Betti numbers are tightly related to the number of j-simplices in \(\mathcal {C}(\mathfrak {X}, r)\), denoted by \(S_{j}(\mathcal {C}(\mathfrak {X},r))\) or simply by \(S_{j}(\mathfrak {X}, r)\), which can be expressed as

$$ S_{j}(\mathfrak{X}, r) = \frac{1}{j + 1} \sum_{x \in \mathfrak{X}} \xi(x, \mathfrak{X}), $$

where \(\xi (x, \mathfrak {X})\) is the number of j-simplices containing x. Note that \(\xi (x, \mathfrak {X})\) is a local function in the sense that it depends only on points near x. Then in the thermodynamic regime, the weak and strong laws of large numbers for \(S_{j}(\mathcal {C}(\mathfrak {X}_{n}, r_{n}))\) hold as a consequence of general results in [6, 7],

$$ \frac{S_{j}\left(\mathfrak{X}_{n}, r_{n}\right)}{n} \to \hat S_{j}(r)\, \text{almost surely as}\ n \to \infty. $$

The limit \(\hat S_{j}(r)\) can be explicitly calculated.
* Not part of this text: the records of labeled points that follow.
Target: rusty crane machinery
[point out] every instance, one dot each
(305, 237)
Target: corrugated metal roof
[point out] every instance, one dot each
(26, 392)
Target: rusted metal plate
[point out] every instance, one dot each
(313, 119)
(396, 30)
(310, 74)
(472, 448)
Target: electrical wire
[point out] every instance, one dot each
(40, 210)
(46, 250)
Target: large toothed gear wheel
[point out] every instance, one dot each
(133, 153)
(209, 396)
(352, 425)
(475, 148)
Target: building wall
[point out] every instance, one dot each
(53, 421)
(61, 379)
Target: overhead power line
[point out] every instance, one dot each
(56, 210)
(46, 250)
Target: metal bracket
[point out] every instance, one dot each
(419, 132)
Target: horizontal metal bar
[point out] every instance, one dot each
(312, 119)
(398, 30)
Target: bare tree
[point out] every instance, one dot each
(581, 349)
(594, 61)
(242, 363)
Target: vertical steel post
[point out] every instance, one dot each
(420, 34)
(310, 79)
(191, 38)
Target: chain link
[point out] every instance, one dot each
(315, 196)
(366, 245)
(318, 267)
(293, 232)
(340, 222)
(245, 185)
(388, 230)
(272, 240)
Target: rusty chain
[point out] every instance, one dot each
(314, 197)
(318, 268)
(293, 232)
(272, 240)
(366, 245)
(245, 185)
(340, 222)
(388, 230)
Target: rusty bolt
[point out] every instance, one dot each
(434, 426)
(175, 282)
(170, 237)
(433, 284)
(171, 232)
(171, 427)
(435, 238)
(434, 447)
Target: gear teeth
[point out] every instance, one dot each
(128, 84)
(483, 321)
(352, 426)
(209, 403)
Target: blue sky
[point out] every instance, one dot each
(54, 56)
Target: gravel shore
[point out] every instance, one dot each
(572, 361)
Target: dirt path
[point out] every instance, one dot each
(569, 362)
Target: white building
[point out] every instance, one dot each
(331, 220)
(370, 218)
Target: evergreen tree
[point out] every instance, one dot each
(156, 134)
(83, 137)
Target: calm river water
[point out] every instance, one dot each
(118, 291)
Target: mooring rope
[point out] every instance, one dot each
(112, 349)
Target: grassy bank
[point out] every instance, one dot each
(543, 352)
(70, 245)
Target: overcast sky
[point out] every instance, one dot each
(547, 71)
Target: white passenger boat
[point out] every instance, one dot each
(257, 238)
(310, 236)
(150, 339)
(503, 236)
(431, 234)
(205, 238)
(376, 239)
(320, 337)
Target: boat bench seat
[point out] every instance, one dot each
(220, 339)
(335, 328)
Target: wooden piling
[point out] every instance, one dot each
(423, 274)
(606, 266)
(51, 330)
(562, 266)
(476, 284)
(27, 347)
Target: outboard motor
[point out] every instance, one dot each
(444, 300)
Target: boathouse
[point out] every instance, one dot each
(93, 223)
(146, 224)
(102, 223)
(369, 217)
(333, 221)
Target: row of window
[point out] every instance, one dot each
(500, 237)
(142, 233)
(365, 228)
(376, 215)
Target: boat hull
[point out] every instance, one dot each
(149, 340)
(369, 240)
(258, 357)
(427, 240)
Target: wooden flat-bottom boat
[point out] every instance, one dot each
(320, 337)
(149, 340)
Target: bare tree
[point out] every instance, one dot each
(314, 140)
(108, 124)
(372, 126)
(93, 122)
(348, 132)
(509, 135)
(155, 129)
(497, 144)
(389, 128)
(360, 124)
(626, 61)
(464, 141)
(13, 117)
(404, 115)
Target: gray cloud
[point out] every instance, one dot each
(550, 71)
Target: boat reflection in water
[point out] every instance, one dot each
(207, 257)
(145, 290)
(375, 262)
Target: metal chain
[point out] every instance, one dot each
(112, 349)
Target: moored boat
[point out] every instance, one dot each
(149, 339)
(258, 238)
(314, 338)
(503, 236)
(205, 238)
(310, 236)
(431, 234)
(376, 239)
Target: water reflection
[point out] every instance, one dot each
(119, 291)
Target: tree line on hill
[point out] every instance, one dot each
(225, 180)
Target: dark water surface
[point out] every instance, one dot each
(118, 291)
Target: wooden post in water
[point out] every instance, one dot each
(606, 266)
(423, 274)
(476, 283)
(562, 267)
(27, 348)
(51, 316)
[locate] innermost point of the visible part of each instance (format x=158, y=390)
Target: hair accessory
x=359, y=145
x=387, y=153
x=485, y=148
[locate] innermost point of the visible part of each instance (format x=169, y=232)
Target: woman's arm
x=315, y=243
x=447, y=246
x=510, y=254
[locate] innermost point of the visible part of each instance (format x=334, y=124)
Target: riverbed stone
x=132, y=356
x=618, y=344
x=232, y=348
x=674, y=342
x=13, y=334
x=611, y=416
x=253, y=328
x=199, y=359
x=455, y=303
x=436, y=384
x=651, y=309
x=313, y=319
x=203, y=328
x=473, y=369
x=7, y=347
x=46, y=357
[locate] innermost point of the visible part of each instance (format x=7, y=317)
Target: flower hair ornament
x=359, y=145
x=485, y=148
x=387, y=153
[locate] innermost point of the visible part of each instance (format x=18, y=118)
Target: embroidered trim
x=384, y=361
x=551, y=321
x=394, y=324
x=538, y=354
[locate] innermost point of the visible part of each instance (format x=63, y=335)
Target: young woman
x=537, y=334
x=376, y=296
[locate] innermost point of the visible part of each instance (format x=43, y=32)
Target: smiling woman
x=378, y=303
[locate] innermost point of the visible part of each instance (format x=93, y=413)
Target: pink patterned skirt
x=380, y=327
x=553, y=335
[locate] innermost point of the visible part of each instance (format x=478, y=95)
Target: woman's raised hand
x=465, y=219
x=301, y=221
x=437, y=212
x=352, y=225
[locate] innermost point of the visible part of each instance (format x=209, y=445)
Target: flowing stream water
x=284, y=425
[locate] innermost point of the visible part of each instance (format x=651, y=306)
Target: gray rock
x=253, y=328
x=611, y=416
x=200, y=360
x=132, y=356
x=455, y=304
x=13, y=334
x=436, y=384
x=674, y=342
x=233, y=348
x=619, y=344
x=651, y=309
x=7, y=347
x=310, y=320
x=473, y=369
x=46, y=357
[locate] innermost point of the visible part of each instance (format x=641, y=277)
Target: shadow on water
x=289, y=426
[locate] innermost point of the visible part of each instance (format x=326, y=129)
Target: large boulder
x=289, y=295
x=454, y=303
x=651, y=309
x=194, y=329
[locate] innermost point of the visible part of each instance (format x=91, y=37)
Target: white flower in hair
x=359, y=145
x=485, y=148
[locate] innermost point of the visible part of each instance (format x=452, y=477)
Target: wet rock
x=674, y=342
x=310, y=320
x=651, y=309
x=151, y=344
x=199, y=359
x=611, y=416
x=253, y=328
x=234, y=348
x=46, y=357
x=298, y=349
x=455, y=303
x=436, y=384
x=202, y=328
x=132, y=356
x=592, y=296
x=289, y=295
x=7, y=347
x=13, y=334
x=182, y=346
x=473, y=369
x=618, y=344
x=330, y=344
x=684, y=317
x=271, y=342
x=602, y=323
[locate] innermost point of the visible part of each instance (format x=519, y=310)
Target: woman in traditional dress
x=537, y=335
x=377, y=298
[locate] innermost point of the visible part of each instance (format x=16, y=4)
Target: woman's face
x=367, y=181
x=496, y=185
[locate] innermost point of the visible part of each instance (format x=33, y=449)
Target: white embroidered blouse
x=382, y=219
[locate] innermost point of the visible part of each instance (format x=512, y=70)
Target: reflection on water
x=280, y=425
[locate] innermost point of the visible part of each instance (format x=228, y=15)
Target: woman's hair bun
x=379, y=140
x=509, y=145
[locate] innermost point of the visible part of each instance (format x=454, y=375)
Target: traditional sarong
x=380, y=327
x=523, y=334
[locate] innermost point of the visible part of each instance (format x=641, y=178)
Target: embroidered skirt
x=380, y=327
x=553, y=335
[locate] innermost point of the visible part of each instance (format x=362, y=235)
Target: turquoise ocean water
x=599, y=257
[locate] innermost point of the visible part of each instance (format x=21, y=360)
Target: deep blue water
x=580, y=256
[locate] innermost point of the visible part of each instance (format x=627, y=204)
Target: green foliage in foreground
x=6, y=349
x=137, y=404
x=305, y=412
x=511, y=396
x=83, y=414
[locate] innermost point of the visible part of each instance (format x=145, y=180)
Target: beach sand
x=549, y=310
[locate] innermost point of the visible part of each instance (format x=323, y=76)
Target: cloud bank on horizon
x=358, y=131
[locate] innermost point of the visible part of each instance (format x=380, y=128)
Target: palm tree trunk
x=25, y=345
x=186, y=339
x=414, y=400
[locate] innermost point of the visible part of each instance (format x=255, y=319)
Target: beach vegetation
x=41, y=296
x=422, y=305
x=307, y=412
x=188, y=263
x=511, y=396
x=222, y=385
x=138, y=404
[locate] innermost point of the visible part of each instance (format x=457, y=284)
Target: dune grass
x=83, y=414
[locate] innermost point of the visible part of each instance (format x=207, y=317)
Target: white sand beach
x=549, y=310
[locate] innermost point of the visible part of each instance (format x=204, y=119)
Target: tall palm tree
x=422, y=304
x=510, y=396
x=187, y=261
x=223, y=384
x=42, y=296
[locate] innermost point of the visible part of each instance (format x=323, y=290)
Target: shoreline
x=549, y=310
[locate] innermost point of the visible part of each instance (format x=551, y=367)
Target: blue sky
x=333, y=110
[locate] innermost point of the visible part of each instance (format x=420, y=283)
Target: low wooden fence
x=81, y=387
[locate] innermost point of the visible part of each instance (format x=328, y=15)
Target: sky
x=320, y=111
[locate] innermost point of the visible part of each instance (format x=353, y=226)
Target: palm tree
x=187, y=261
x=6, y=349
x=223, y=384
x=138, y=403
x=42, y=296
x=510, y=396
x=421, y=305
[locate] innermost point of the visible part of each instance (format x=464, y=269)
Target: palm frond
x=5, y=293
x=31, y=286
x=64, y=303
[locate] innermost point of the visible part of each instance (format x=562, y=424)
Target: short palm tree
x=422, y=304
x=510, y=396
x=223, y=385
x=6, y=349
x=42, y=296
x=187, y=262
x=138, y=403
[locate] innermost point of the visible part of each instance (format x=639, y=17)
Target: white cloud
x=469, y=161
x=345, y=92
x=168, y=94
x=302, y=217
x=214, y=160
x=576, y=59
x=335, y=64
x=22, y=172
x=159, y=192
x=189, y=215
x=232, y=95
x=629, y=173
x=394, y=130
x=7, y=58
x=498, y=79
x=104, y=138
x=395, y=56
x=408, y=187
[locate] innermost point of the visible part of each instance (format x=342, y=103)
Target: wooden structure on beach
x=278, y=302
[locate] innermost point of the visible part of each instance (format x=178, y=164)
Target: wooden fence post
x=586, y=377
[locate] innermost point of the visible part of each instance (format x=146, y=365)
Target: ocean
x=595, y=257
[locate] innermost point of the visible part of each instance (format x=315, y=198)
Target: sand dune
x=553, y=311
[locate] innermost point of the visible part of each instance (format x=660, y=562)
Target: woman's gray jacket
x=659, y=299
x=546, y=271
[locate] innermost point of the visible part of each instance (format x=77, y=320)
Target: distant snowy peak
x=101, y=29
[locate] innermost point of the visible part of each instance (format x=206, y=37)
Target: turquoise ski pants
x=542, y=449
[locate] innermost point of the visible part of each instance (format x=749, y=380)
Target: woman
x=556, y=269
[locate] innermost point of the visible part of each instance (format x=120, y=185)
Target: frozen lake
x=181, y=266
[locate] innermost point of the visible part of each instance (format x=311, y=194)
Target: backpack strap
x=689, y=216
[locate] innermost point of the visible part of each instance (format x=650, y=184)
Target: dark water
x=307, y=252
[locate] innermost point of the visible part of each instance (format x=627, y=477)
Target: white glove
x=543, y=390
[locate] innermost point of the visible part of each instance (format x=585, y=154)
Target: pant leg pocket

However, Betti numbers do not have expression like the above form, and hence those general results can not be applied.

To establish a limit theorem for Betti numbers, we exploit the following two properties. The first one is the nearly additive property of Betti numbers that was used in [9] to study Betti numbers of Čech complexes built on stationary point processes. The second one is the property that binomial point processes behave locally like a homogeneous Poisson point process. The latter property is also a key tool to establish the law of large numbers for local geometric functionals [6, 7].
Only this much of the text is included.